- Born: Michael John Webb 21 September 1956 (age 69) London, England
- Occupations: Pastor and Musician
- Known for: Appeared with brother Keith on Hey Hey its Saturday, Adelaide, in late 1970s and various TV entertainment shows. Senior Pastor of Grow Church
- Title: Senior Pastor
- Spouse: Chrys Webb
- Children: Lauren, Marc and Luke Webb
- Parent(s): John and Shirley Webb

= Mike Webb (pastor) =

Mike Webb was born in London on 21 September 1956, and migrated to Australia at age 11 in 1967. Webb was initially well known for his appearances on Channel NWS-9 in Adelaide in the 1970s. The "Webb Brothers"were regular guests on a number of TV variety / entertainment programs. He later became a Christian, and eventually a pastor and the South Australian state leader for the Apostolic Church Australia.

== Background ==
Webb and his brother Keith Webb had a passion for music at a young age, which led them to their appearances and performances on local television channel NWS-9 in Adelaide. The "Webb Brothers"were regular guests on a number of TV variety / entertainment programs.

The Webb brothers initially received the "Encouragement Award" alongside Faye Nelson and Deborah Kirk on SAS 10's New Faces in 1971. This was a unique event, as it was the first occasion that three acts had received the award in the same show.
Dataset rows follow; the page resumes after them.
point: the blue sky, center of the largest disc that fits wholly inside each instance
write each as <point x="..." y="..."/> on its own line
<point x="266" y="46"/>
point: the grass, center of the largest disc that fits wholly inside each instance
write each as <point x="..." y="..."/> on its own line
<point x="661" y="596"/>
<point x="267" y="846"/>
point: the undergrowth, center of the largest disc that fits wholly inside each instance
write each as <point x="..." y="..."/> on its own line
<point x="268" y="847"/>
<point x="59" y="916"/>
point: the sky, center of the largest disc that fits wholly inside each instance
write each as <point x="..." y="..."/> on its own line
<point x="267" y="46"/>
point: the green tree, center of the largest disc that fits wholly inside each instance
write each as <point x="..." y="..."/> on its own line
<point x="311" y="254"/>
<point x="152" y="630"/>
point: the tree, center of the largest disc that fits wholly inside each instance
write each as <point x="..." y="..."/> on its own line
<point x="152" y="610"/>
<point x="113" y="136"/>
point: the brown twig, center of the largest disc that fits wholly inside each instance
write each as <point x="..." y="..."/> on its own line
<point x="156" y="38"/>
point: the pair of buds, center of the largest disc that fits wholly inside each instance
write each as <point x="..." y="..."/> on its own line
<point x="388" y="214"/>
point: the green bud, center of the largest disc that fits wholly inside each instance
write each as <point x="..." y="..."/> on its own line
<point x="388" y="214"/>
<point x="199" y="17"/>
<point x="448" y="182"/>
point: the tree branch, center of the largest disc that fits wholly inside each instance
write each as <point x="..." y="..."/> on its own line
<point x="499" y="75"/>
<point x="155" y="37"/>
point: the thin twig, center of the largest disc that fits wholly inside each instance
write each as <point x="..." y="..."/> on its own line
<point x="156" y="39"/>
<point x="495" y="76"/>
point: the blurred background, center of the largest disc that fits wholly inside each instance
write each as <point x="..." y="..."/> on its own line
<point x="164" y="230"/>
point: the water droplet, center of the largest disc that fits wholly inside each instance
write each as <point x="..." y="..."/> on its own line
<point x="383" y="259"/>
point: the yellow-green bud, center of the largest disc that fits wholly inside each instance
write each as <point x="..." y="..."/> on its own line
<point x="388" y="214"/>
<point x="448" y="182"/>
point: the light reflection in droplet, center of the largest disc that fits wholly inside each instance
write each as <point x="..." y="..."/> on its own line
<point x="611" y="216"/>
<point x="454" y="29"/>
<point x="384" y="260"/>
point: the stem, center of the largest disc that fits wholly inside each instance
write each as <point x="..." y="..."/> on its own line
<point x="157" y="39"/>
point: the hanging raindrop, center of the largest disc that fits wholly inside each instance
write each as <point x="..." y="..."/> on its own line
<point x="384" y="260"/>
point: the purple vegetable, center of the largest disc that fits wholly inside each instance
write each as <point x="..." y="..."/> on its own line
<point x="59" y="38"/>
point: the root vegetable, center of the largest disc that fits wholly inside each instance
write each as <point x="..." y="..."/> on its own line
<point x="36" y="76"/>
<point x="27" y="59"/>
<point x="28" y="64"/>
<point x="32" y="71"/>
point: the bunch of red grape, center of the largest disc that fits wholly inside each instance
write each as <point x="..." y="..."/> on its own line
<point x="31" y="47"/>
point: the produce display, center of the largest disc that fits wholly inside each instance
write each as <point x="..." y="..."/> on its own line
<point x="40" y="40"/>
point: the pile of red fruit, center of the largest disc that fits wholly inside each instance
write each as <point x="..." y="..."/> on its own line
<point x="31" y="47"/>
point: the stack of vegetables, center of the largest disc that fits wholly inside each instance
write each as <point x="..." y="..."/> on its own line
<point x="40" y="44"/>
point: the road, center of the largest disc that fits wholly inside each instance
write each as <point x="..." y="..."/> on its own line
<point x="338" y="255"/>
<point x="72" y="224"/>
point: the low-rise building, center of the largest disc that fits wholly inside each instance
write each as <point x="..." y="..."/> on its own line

The Webb brothers later went on to win the grand final of the series, and became guest presenters on numerous TV Telethons, a popular form of raising funds for charity in the 1970s. They also appeared regularly on NWS 9's Stars of Tomorrow and were popular guests on Ernie Sigley's Adelaide Tonight in the 1970s. In particular, they became teen hosts on Adelaide's version of the popular television show Hey Hey It's Saturday in 1973.

However, Hey Hey It's Saturday only lasted a single season before the format was changed, and within a few years the Melbourne show hosted by Daryl Somers was syndicated throughout the Nine Network Australia Wide. The Webb brothers appeared alongside the likes of Lisa Edwards who later went on to be one of John Farnham's backing singers. In addition, the Webb brothers performed as one of the support acts for Farnham during an Australia Day concert at Memorial Drive in 1973.

Their performances also included a number of "live" appearances on local radio stations.

The Webb brothers formed the band Web in the late 1970s, performing at various Adelaide venues, eventually recording a number of their original songs at the ABC studios in Collinswood, showcasing their talent on ABC radio.

Webb went on to play in numerous bands and cover acts in the Adelaide area including Stiletto, the Michael Hunter Band, No Moving Parts and The Works.

He currently plays solo gigs in the Adelaide area at weddings, in hotels and wineries and private parties on a part-time basis.

==Marriage and children==
Webb married Chrys (Christine Ann Webb) in 1976 and had their first child Lauren in 1979. Webb's love of music led him to name their first son, Marc, born in November 1980, after T-Rex front man Marc Bolan. They later had their second son Luke in 1985.

==Conversion to Christianity==
Webb and his brother Keith (who had since moved to Queensland) eventually began working on a Rock Opera based on the prophecies of Nostradamus. It was during research for this project that Webb first became a Christian, initially worshiping at the Noarlunga Corps Salvation Army in Morphett Vale.

Webb and his family moved to Berri, South Australia in 1994, where they started a small home fellowship group that eventually became Riverland Shekinah, and in a later name change, Riverland Central Christian Church, a member of the Apostolic Church in Australia. It was here that Webb once again began singing and playing guitar as both Pastor and worship leader for the church. Later, Webb was officially ordained as a minister of religion in the Apostolic Church. The church initially met in Berri but eventually moved to Glossop, South Australia.

After his time in Riverland Central, Webb became the National Church Planting Director for the Apostolic Church, which included the beginning of churches across Australia. This included a church plant in Gerard, an Australian Aboriginal mission in South Australia, and a church and orphanage in Kerala India. Webb later passed on the role for "church planter" to become the state leader of the Apostolic Church for South Australia and the Northern Territory.

In 2006, Webb and his wife Chrys returned to Adelaide to take over Gateway Community Church in Morphett Vale, but remained the Senior Pastors for Riverland Central until the leadership was passed on to Pastors David and Joella Crossfield in January 2007.